Revendo agora, fiquei chocada e pensei que, se fosse vivo, Maquiavel
seria considerado um ingênuo
OUTRO DIA revi, no Canal Brasil, o excelente documentário de João
Moreira Salles "Entreatos", feito durante a campanha presidencial de
2002.
A equipe seguiu de perto o então candidato Lula, e é incrível como o
tempo transforma tudo: o candidato mudou, meu senso crítico mudou,
seus companheiros hoje são outros.
Foi curioso ver, no documentário, grupos de pessoas comuns que, nos
intervalos dos debates, opinavam, dizendo quais os pontos altos e
baixos do candidato; essas informações eram passadas por celular aos
assessores diretos de Lula, que as repassavam ao candidato.
"Ele não deve dizer "precisamos fazer", deve dizer "vamos fazer", era
um tipo de instrução enviada, e por aí vai. Na época fiquei abismada
com o que me pareceu o auge -no bom sentido- da competência
profissional. Revendo agora, fiquei chocada e pensei que, se fosse
vivo, Maquiavel seria considerado um ingênuo.
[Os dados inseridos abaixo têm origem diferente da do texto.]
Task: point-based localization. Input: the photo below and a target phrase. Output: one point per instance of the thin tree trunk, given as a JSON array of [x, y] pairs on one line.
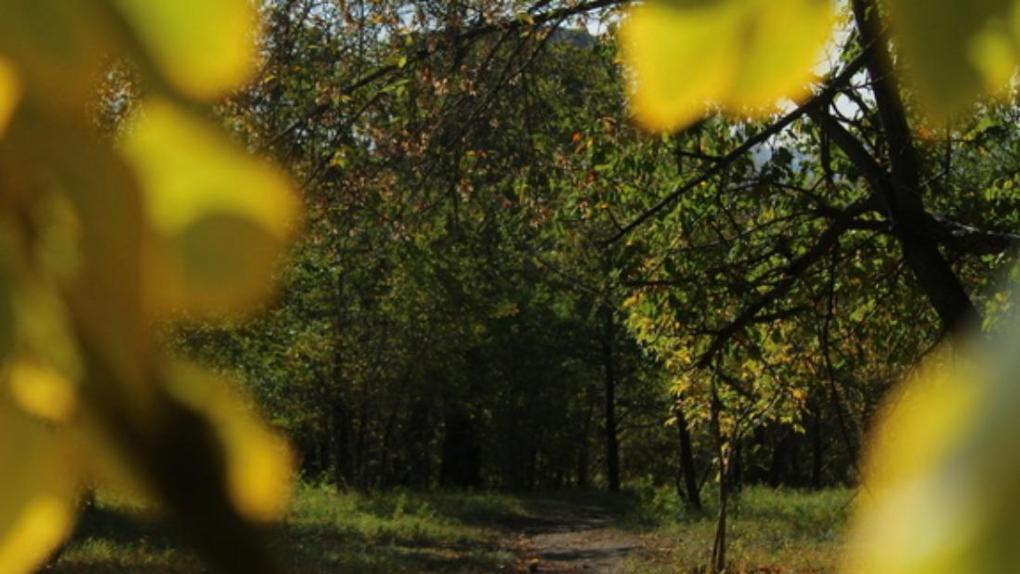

Os coadjuvantes, que não eram conhecidos na época, hoje são famosos, e
lá estão. Faltaram alguns, mas os que participaram são facilmente
reconhecíveis do tempo do mensalão, quando a TV transmitia ao vivo a
CPI. Lá estavam: o tesoureiro do PT, Silvinho Pereira, o publicitário
responsável pela campanha, Duda Mendonça, preso algum tempo depois
numa rinha de galos, Lulinha, filho do candidato e hoje empresário
muito bem sucedido, o ex-ministro Antonio Palocci, que teve que se
demitir por ter mandado abrir a conta bancária do caseiro Francenildo,
o mais poderoso de todos, José Dirceu, ex-ministro da Casa Civil,
denunciado como chefe do mensalão e da quadrilha, que precisou deixar
o cargo e teve seus direitos cassados até 2015, e outros menos
votados.
O PT ficou sem candidato e sobrou para a ex-pedetista Dilma Rousseff,
que aliás virou petista em 2001.
O documentário, nove anos depois, parece o filme de uma gangue
tramando um golpe; aguardamos ansiosos o "Entreatos 2", contando os
lances inesquecíveis dos últimos sete anos (talvez dirigido por
Coppola), e esperando que não seja preciso haver o "Entreatos 3".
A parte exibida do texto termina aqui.